Embodiment 1:(1000 bottle)
Press recipe quantity, gemcitabine hydrochloride is joined in 30% alcoholic solution of 1000ml, dissolve and stir, then add sodium chloride and HP-β-CD, heating for dissolving, adds sodium dihydrogen phosphate by pH regulator to 6, uses water for injection standardize solution.Solution is delivered in sterilizing room, through 0.22 μ m filtering with microporous membrane, to clarification, by the loading amount of every bottle of 6ml, be filled in the cillin bottle of 25ml, beyond the Great Wall butyl rubber bung.

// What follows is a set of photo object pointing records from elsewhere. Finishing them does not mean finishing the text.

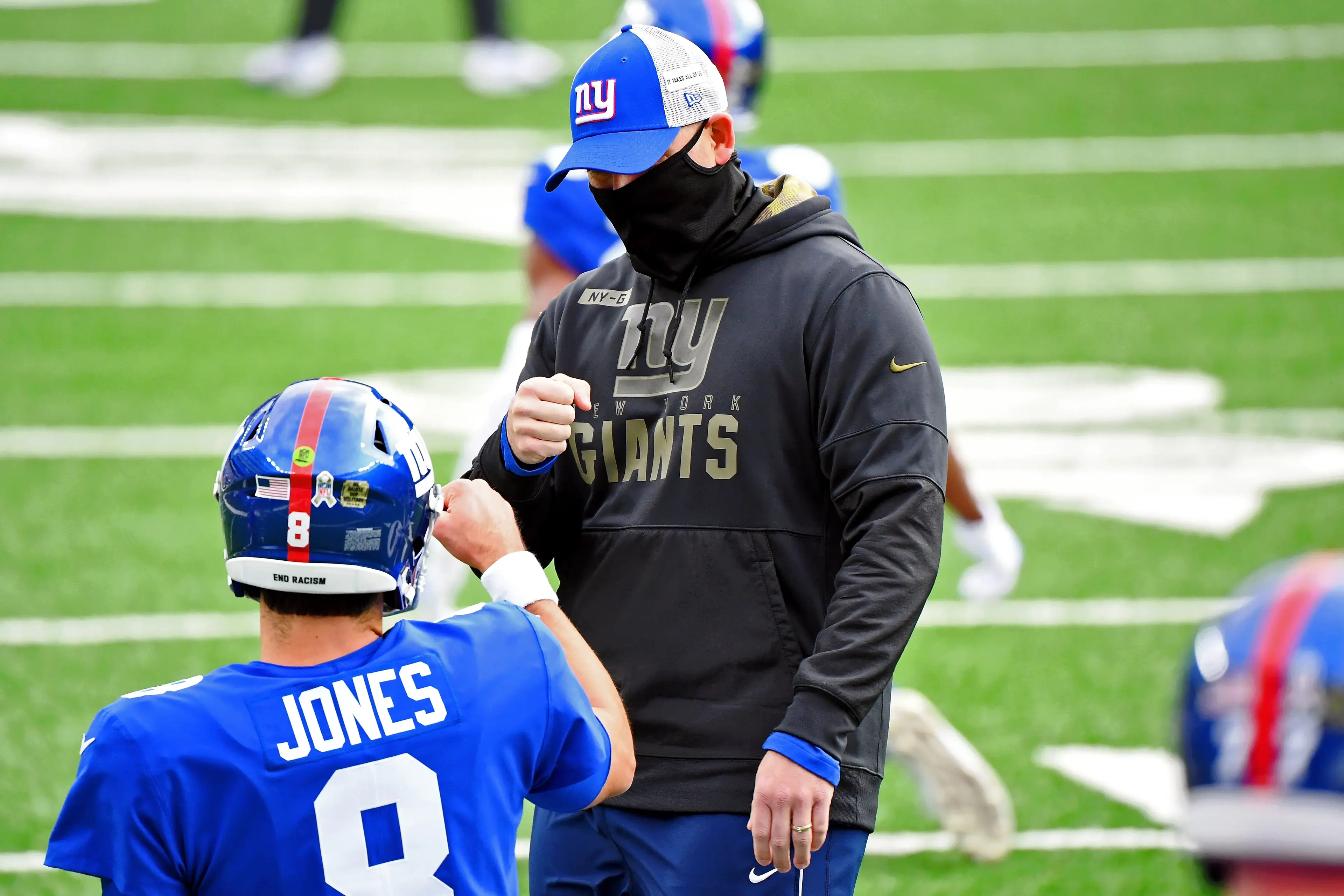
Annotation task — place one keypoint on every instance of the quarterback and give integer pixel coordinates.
(349, 760)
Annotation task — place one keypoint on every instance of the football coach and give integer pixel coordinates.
(732, 442)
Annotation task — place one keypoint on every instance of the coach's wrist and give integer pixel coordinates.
(820, 721)
(519, 580)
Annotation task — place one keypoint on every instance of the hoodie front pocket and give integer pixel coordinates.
(693, 628)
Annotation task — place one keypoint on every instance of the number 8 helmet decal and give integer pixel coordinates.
(328, 489)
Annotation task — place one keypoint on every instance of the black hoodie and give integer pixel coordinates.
(748, 539)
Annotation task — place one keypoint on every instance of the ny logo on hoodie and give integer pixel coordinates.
(690, 359)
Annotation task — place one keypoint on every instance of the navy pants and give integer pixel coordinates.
(612, 852)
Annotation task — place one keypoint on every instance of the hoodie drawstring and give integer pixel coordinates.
(643, 328)
(677, 323)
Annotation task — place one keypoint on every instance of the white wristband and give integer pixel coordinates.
(519, 580)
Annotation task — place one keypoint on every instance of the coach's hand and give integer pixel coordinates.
(787, 797)
(541, 414)
(478, 526)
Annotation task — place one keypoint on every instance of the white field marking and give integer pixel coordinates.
(152, 626)
(1139, 445)
(1147, 778)
(1038, 614)
(1057, 50)
(1056, 840)
(929, 282)
(260, 289)
(115, 441)
(463, 183)
(470, 182)
(1085, 612)
(792, 56)
(50, 5)
(22, 863)
(1086, 155)
(880, 844)
(1083, 280)
(225, 61)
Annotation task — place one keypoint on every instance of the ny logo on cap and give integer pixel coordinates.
(589, 94)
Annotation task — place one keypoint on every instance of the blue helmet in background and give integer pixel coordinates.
(328, 489)
(1262, 719)
(732, 34)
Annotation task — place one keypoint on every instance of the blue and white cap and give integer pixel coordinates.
(632, 96)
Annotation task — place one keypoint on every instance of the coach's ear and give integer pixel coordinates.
(725, 141)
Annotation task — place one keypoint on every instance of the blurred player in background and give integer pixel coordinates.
(311, 62)
(344, 760)
(1262, 735)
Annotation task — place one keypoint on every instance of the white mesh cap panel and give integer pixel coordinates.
(683, 68)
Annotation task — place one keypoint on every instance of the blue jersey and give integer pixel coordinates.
(569, 222)
(398, 769)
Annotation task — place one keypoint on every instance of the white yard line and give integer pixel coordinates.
(1041, 280)
(261, 289)
(470, 183)
(22, 863)
(1081, 280)
(50, 442)
(880, 844)
(155, 626)
(1057, 50)
(939, 614)
(793, 56)
(1126, 839)
(51, 5)
(1086, 155)
(1088, 612)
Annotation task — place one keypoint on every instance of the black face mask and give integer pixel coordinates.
(678, 214)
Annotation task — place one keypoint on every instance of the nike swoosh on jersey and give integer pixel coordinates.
(756, 879)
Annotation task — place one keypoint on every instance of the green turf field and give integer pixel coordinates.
(97, 537)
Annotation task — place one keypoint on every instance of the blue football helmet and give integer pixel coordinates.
(1262, 719)
(328, 489)
(732, 34)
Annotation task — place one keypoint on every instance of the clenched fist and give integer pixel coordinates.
(478, 526)
(541, 414)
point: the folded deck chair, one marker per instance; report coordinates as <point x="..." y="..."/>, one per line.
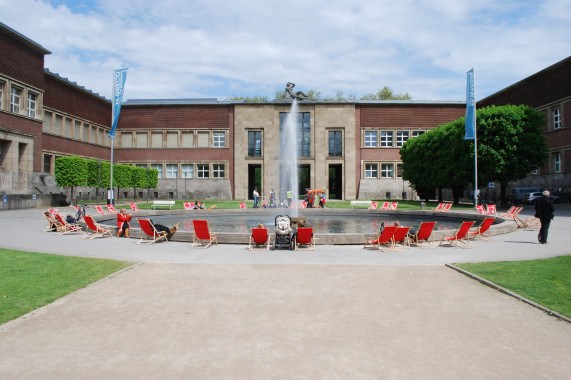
<point x="202" y="234"/>
<point x="259" y="239"/>
<point x="483" y="230"/>
<point x="94" y="230"/>
<point x="423" y="237"/>
<point x="457" y="237"/>
<point x="385" y="237"/>
<point x="148" y="230"/>
<point x="304" y="239"/>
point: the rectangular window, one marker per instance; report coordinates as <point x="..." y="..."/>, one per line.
<point x="387" y="171"/>
<point x="556" y="118"/>
<point x="202" y="171"/>
<point x="254" y="143"/>
<point x="371" y="171"/>
<point x="187" y="171"/>
<point x="371" y="139"/>
<point x="402" y="136"/>
<point x="32" y="104"/>
<point x="172" y="171"/>
<point x="15" y="99"/>
<point x="158" y="167"/>
<point x="335" y="144"/>
<point x="557" y="162"/>
<point x="218" y="170"/>
<point x="219" y="139"/>
<point x="387" y="139"/>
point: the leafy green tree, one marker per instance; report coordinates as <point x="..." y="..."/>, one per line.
<point x="70" y="172"/>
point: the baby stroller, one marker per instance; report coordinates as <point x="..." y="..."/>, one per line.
<point x="284" y="233"/>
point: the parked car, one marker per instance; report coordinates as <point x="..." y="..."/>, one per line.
<point x="531" y="198"/>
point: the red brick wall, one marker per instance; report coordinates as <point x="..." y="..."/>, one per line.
<point x="21" y="62"/>
<point x="66" y="98"/>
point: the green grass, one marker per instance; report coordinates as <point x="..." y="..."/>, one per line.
<point x="30" y="280"/>
<point x="546" y="281"/>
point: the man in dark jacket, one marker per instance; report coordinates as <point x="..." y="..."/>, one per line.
<point x="544" y="211"/>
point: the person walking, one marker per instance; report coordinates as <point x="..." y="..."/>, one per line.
<point x="544" y="211"/>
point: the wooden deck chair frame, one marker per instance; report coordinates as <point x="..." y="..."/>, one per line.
<point x="94" y="230"/>
<point x="483" y="230"/>
<point x="202" y="234"/>
<point x="384" y="238"/>
<point x="425" y="234"/>
<point x="256" y="239"/>
<point x="460" y="237"/>
<point x="149" y="231"/>
<point x="304" y="239"/>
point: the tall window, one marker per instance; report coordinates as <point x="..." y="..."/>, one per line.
<point x="32" y="104"/>
<point x="387" y="171"/>
<point x="370" y="139"/>
<point x="402" y="136"/>
<point x="218" y="170"/>
<point x="202" y="171"/>
<point x="386" y="139"/>
<point x="335" y="144"/>
<point x="15" y="97"/>
<point x="303" y="132"/>
<point x="219" y="139"/>
<point x="172" y="171"/>
<point x="254" y="143"/>
<point x="371" y="170"/>
<point x="556" y="118"/>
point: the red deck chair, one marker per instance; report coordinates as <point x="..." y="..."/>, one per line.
<point x="304" y="239"/>
<point x="259" y="239"/>
<point x="94" y="230"/>
<point x="458" y="236"/>
<point x="401" y="237"/>
<point x="385" y="237"/>
<point x="202" y="234"/>
<point x="148" y="230"/>
<point x="68" y="228"/>
<point x="424" y="234"/>
<point x="482" y="229"/>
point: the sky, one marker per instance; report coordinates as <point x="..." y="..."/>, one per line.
<point x="220" y="48"/>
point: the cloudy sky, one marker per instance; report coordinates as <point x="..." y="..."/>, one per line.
<point x="221" y="48"/>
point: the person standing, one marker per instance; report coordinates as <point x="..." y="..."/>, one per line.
<point x="544" y="211"/>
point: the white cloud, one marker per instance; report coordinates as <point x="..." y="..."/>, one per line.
<point x="203" y="48"/>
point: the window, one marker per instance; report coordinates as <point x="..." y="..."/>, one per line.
<point x="172" y="171"/>
<point x="371" y="171"/>
<point x="556" y="118"/>
<point x="15" y="96"/>
<point x="32" y="104"/>
<point x="370" y="139"/>
<point x="401" y="138"/>
<point x="218" y="170"/>
<point x="202" y="171"/>
<point x="335" y="144"/>
<point x="158" y="167"/>
<point x="387" y="139"/>
<point x="254" y="143"/>
<point x="219" y="139"/>
<point x="557" y="162"/>
<point x="387" y="171"/>
<point x="187" y="171"/>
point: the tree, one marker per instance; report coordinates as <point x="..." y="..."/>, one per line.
<point x="70" y="172"/>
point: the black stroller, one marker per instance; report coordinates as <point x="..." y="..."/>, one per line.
<point x="284" y="233"/>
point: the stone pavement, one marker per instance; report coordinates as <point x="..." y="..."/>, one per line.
<point x="337" y="312"/>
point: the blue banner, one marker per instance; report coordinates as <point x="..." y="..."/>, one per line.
<point x="119" y="77"/>
<point x="470" y="108"/>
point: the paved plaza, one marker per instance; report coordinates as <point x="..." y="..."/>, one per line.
<point x="336" y="312"/>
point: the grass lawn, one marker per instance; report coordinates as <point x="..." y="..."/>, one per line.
<point x="30" y="280"/>
<point x="546" y="281"/>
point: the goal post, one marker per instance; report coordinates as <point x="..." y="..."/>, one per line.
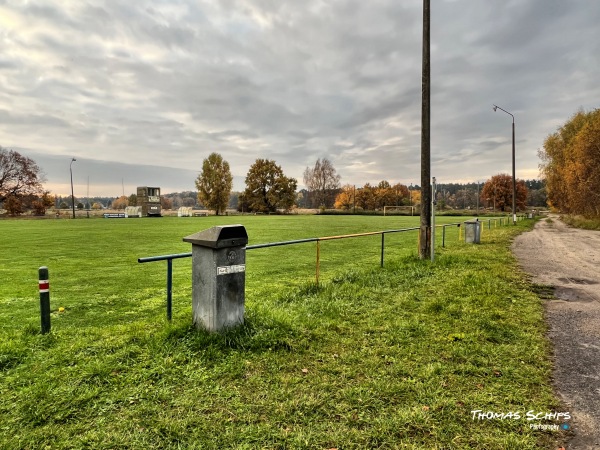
<point x="402" y="209"/>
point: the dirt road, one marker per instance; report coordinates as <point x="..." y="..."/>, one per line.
<point x="568" y="260"/>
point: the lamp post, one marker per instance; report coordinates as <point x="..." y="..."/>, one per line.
<point x="514" y="179"/>
<point x="72" y="196"/>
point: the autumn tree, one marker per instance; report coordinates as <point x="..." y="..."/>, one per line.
<point x="13" y="205"/>
<point x="571" y="165"/>
<point x="120" y="203"/>
<point x="166" y="203"/>
<point x="214" y="183"/>
<point x="19" y="176"/>
<point x="345" y="199"/>
<point x="267" y="188"/>
<point x="42" y="203"/>
<point x="497" y="191"/>
<point x="323" y="183"/>
<point x="366" y="198"/>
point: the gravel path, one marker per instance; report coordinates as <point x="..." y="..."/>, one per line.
<point x="568" y="259"/>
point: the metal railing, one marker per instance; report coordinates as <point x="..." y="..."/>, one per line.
<point x="170" y="258"/>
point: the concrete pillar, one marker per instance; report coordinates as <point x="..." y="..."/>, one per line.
<point x="218" y="276"/>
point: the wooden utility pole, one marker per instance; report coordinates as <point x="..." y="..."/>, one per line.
<point x="425" y="226"/>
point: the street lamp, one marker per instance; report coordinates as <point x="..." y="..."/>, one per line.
<point x="514" y="179"/>
<point x="72" y="196"/>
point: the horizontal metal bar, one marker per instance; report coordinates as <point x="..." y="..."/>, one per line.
<point x="164" y="257"/>
<point x="276" y="244"/>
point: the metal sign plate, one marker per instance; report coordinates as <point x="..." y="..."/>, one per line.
<point x="226" y="270"/>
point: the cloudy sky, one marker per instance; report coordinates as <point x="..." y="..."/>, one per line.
<point x="140" y="92"/>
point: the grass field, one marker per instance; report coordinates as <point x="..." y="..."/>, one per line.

Embodiment 2:(1000 bottle)
Press recipe quantity, gemcitabine hydrochloride is joined in the water for injection of 1000ml, dissolve and stir, then add sodium chloride and HP-β-CD, heating for dissolving, adds sodium dihydrogen phosphate by pH regulator to 6, uses water for injection standardize solution.Solution is delivered in sterilizing room, through 0.22 μ m filtering with microporous membrane, to clarification, by the loading amount of every bottle of 6ml, be filled in the cillin bottle of 25ml, beyond the Great Wall butyl rubber bung.
Embodiment 3:(1000 bottle)
Press recipe quantity, gemcitabine hydrochloride is joined in 30% alcoholic solution of 1000ml, dissolve and stir, then add sodium chloride and HP-β-CD, heating for dissolving, adds sodium dihydrogen phosphate by pH regulator to 6, uses water for injection standardize solution.Solution is delivered in sterilizing room, through 0.22 μ m filtering with microporous membrane, to clarification, by the loading amount of every bottle of 6ml, be filled in the cillin bottle of 25ml, beyond the Great Wall butyl rubber bung.
Embodiment 4:(1000 bottle)
Press recipe quantity, gemcitabine hydrochloride is joined in 30% alcoholic solution of 1000ml, dissolve and stir, then add sodium chloride and HP-β-CD, heating for dissolving, adds sodium dihydrogen phosphate by pH regulator to 6, uses water for injection standardize solution.Solution is delivered in sterilizing room, through 0.22 μ m filtering with microporous membrane, to clarification, by the loading amount of every bottle of 6ml, be filled in the cillin bottle of 25ml, beyond the Great Wall butyl rubber bung.
Embodiment 5:(1000 bottle)
Press recipe quantity, gemcitabine hydrochloride is joined in 30% alcoholic solution of 1000ml, dissolve and stir, then add sodium chloride and HP-β-CD, heating for dissolving, adds potassium metabisulfite by pH regulator to 6, uses water for injection standardize solution.Solution is delivered in sterilizing room, through 0.22 μ m filtering with microporous membrane, to clarification, by the loading amount of every bottle of 6ml, be filled in the cillin bottle of 25ml, beyond the Great Wall butyl rubber bung.
Embodiment 6:(1000 bottle)
Press recipe quantity, gemcitabine hydrochloride is joined in 30% alcoholic solution of 1000ml, dissolve and stir, then add sodium chloride and HP-β-CD, heating for dissolving, adds sodium bicarbonate by pH regulator to 6, uses water for injection standardize solution.Solution is delivered in sterilizing room, through 0.22 μ m filtering with microporous membrane, to clarification, by the loading amount of every bottle of 6ml, be filled in the cillin bottle of 25ml, beyond the Great Wall butyl rubber bung.
For further proof effect of the present invention, the inventor has carried out stability of drug products experiment, has measured under different condition the content of gemcitabine hydrochloride in each embodiment sample.
Assay method: high performance liquid chromatography
Experimental apparatus: Waters chromatograph, C18 pillar
Measure wavelength: 275nm
Mobile phase: methanol: water=90:10
Flow velocity: 1ml/min
Experimental example 1
As can be seen here, the prescription sample stability of embodiment 1 is fine, can compared with under exacting terms, deposit longer time, the stability of embodiment 3, embodiment 4, embodiment 5 also shows well, the stability data of embodiment 6 is relatively poor.